1968 Sports Hall of Fame Inductee - Dick Williams and Sam Gardiner

Induction Year: 1968
Category: Team

Image
Sam Gardiner and Dick Williams

* Photo Left to right: Dick Williams and Sam Gardiner
North Vancouver Lawn Bowling Club photo; North Vancouver Museum and Archives collection (#4453)

Biography

Dick Williams and Sam Gardiner were used to being on centre stage – Dick as a fine soccer player who played on a Canadian select team which produced an impressive 20-2-1 won-lost-tied record during a 1927 tour of New Zealand; and Sam during his days as an actor and stagehand in North Vancouver drama circles from the 1920s and into the 1940s. But never were they as front and centre as they were on July 30, 1954.

On that day Gardiner was pictured on the front page of The Vancouver Sun throwing the opening bowl of the lawn bowling competition during the historic British Empire and Commonwealth Games in Vancouver as the attention of the world was directed towards the city due to the much-anticipated Miracle Mile between Roger Bannister and John Landy. And the lawn bowling competition was the opening act of the Games, starting 10 hours before the official opening ceremonies. 

Gardiner, 65, and Williams, 56, had been involved with bowls for many years. Both had been president of the North Vancouver Lawn Bowling Club, the North Shore’s oldest continuously operating club in any sport, going back to 1923; with Williams in leadership in 1937 and Gardiner in 1946.

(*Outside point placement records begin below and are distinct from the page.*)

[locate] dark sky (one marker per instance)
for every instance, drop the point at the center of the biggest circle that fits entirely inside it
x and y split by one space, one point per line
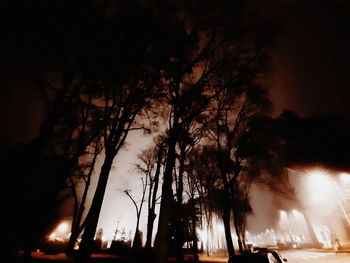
312 60
311 65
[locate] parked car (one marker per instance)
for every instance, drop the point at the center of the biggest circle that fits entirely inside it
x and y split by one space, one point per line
274 257
259 256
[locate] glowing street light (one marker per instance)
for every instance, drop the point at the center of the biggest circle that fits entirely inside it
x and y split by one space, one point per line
328 190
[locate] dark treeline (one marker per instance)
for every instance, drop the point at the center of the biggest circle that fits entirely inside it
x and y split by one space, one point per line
191 70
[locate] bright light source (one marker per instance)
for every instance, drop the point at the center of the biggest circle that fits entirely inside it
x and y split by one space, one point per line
345 178
320 186
63 227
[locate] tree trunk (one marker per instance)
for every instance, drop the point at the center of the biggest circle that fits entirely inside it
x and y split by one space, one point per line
226 219
151 211
86 244
167 198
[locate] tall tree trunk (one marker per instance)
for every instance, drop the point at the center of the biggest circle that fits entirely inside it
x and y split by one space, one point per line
151 210
167 197
226 217
87 241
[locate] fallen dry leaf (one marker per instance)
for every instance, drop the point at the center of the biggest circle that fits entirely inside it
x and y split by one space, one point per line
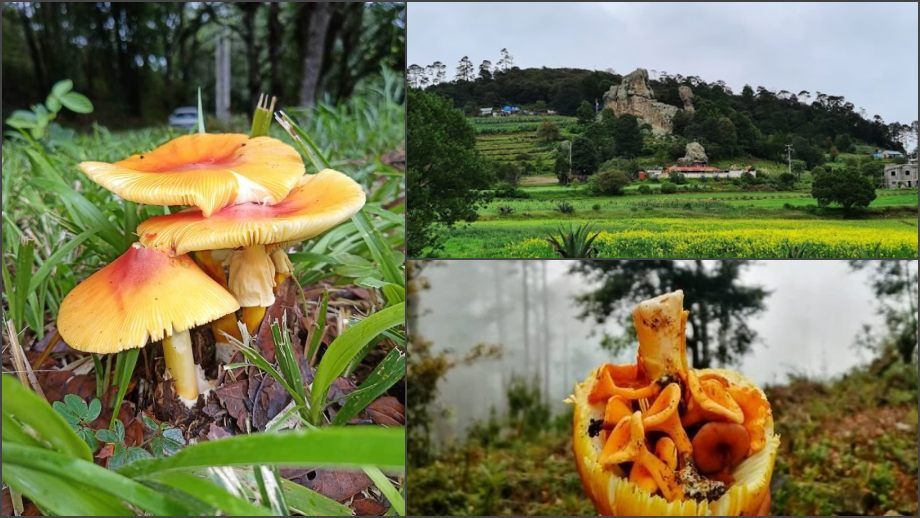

However it was the team accomplishments of skip Williams and lead Gardiner as reigning Canadian pairs champions and then silver medalists during those 1954 Games – with a stellar 6-2-1 record in competition against the sport’s most dominant nations at that time – which capped their bowls career. 

It was one thing for Gardiner, born in England, and Williams, from Wales, to land up in North Vancouver after emigrating to B.C. at age 20 and 15 respectively and eventually to team together much later to face their countries of origin in a sport that was conceived in the United Kingdom. It was something else again to defeat them and other world-class countries to claim second behind Northern Ireland whom they had tied 18-18.  And years later it earned them a place in the North Shore Sports Hall of Fame in its inaugural year of 1968.